Published Oct. 23, 2014
Nathan Payne, summer laborer, uses a hose to wash mud and debris out of one of the tainter gates at Newburgh Locks and Dam, Newburgh, Ind.

Nathan Payne, summer laborer, uses a hose to wash mud and debris out of one of the tainter gates at Newburgh Locks and Dam, Newburgh, Ind.

A tainter gate at Newburgh Locks and Dam has been partially cleared of debris.

A tainter gate at Newburgh Locks and Dam has been partially cleared of debris.

It’s a dirty job.

In recent years, the tainter gates at Newburgh Locks and Dam—those gates which control the flow of water through the dam—had become filled with mud and debris, inhibiting inspections and repairs as well as decreasing the service life of the gates themselves. Rather than put out a contract to have the repairs done, the staff at Newburgh, working extra hours in extreme conditions, confronted the challenge of cleaning out the gates.

Since the 1990s, the skin sheets—sheets of metal that cover and enclose the gates—had begun deteriorating, allowing the rush of the Ohio River to deposit mud, sticks and other debris inside the gates.

"Over the years, it accumulated to the point it’s at today, in some places up to five or six feet high," said Tony Barron, lockmaster, Newburgh Locks and Dam.

With the assistance of a couple of colleagues from Cannelton Locks and Dam just upriver, the locks and dam staff at Newburgh began taking off the large cover plates to expose the mud that was trapped inside and washing it out of the gates with a fire hose.

"It’s something we felt we had the capability to do, but we had never tried to tackle it before," said Waylon Humphrey, Louisville District assistant operations manager.

Work on the first gate took approximately two weeks from start to finish. By the third gate, the team completed the process of removing the skin sheets, cleaning out the gate, and replacing the skin sheets in only six working days, effectively cutting in half the time required.

In addition to the necessary cleaning and repair, the removal of the mud prevents further wear and tear on the structure as well as deterioration inside gates—a major savings, according to Barron.

"The mechanics are going beyond their normal duties and their efforts are saving us money while adding life to the gates," said Louisville District Commander Col. Christopher Beck.

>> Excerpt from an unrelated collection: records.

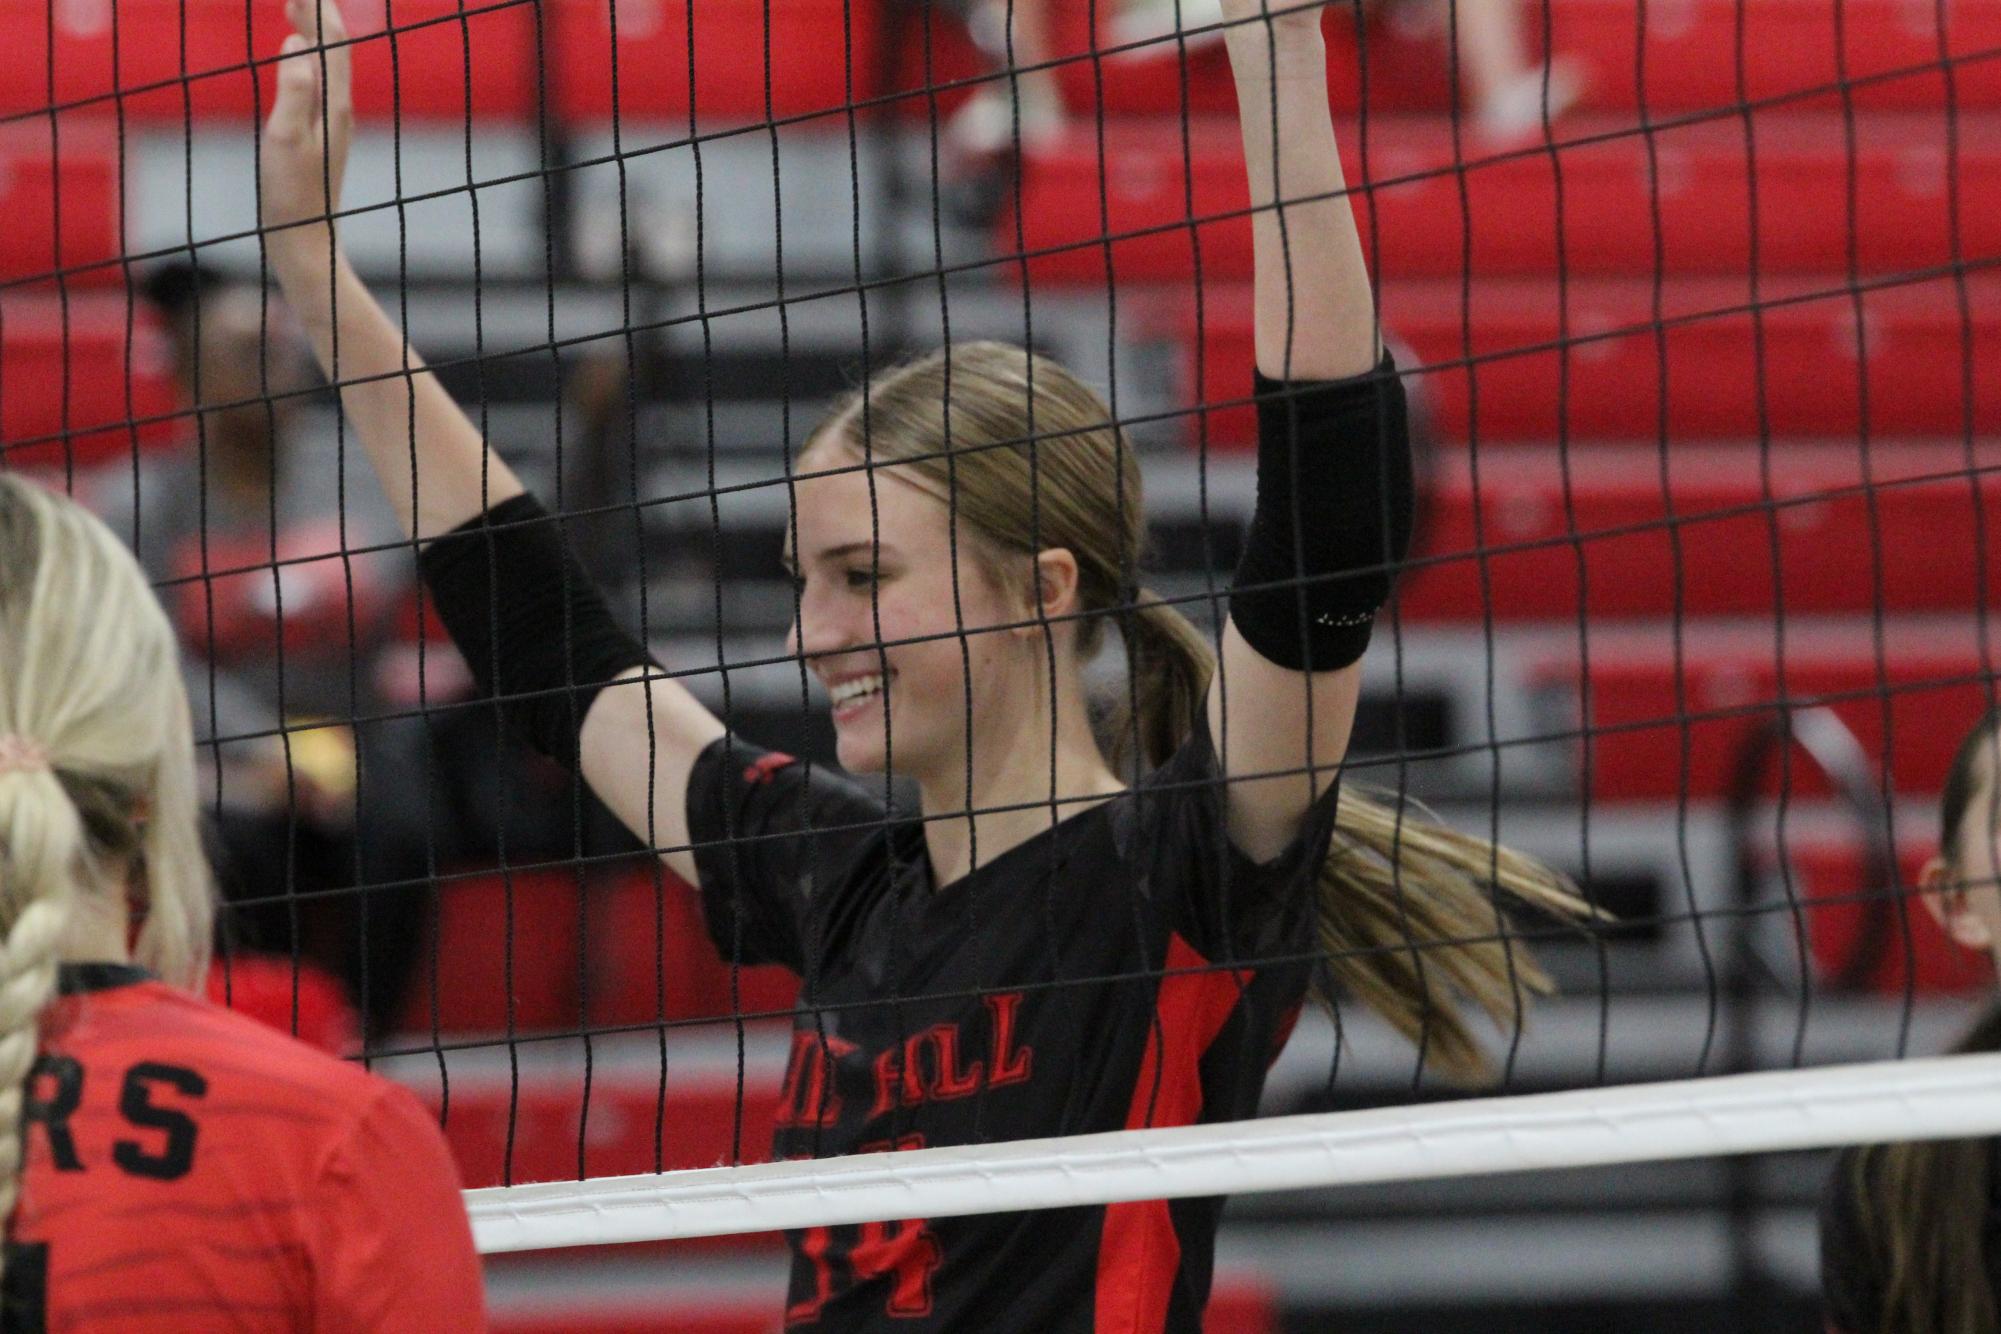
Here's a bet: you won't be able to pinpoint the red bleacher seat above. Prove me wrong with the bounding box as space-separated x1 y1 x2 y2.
549 0 989 126
0 126 120 287
1771 830 1995 995
1007 113 2001 284
419 1061 784 1187
585 865 800 1030
553 0 871 125
0 290 178 469
0 0 534 122
1070 0 2001 119
395 863 799 1038
1403 443 2001 621
1527 616 2001 802
396 867 588 1036
1544 0 2001 115
1160 272 2001 448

"It is very dirty, nasty, time consuming work," added Humphrey, "but it is a great benefit to the structure, and it comes at a great cost savings as hiring a contractor to perform this effort would greatly exceed our labor cost to accomplish."

Debris removal from three of the nine tainter gates was completed before the weather turned too cold to continue. The remaining gates will be finished in spring 2015.

"These guys did amazing work, so hats off to them," said Barron.